La ville de Saguenay arrive au 83e rang.

Qualité de vie: les villes de la région en queue de peloton

Fait-il bon vivre au Saguenay-Lac-Saint-Jean ? Plus ou moins, si on en croit le palmarès de L’Actualité, qui classe la métropole régionale en 83e position sur 103, Saint-Félicien en 86e position, Alma en 90e position, Roberval en 92e position et Dolbeau-Mistassini en 100e position. Les critères d’évaluation n’étaient pas nécessairement à l’avantage des villes de la région, ce qui peut expliquer leur piètre résultat.

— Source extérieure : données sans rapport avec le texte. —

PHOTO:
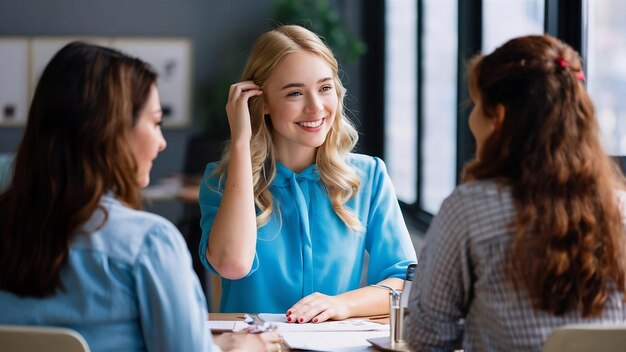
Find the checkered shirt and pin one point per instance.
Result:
(462, 295)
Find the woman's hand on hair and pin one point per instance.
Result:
(238, 111)
(317, 308)
(243, 341)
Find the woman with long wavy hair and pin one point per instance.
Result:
(535, 236)
(289, 212)
(75, 250)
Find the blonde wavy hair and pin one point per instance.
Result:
(339, 179)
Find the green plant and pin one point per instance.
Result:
(321, 18)
(316, 15)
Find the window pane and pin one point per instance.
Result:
(503, 20)
(606, 70)
(439, 97)
(400, 96)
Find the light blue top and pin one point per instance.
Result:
(313, 250)
(129, 286)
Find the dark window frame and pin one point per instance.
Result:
(564, 19)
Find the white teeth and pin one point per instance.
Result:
(311, 124)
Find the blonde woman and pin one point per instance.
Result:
(289, 212)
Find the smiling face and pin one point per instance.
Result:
(301, 99)
(146, 138)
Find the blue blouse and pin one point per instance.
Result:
(128, 286)
(308, 248)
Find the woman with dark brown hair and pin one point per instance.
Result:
(75, 250)
(534, 237)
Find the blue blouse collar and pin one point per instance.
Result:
(284, 174)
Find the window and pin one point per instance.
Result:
(400, 97)
(503, 20)
(606, 71)
(439, 111)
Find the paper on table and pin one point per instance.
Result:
(344, 325)
(331, 340)
(273, 317)
(226, 325)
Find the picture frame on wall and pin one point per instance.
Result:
(171, 58)
(14, 90)
(24, 59)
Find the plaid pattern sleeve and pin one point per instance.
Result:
(462, 295)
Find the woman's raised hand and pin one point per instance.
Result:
(238, 111)
(318, 307)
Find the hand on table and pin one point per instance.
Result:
(317, 308)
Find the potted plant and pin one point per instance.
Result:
(316, 15)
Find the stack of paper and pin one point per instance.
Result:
(346, 335)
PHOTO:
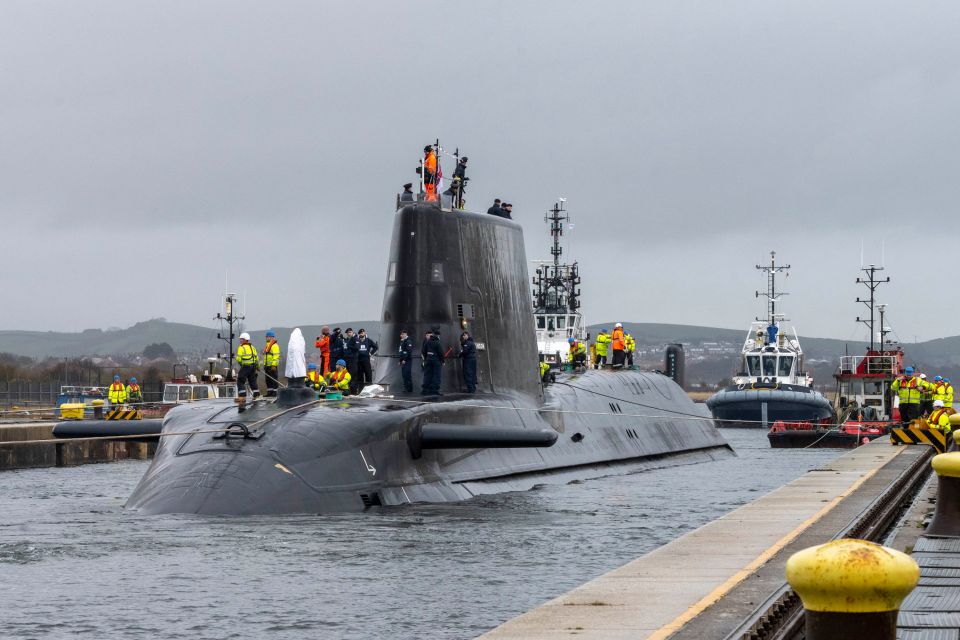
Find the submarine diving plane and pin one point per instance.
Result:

C’était la première édition du Palmarès des villes où il fait bon vivre au Québec, mené par L’Actualité. À l’image du palmarès national du magazine Maclean’s, L’Actualité a pu utiliser les données pour dresser son propre classement, mais uniquement basé sur la Belle province.

Les critères d’évaluation, surtout axés sur l’économie, étaient la richesse de la population (salaire, taux de chômage), l’accessibilité (le prix des maisons, par exemple), l’offre de transport durable, la croissance démographique, le taux de criminalité, la présence de médecins de famille, la commodité (accès à des établissements d’enseignement supérieur, cinéma, bars et restaurants) et le degré d’implication des gens envers leur collectivité.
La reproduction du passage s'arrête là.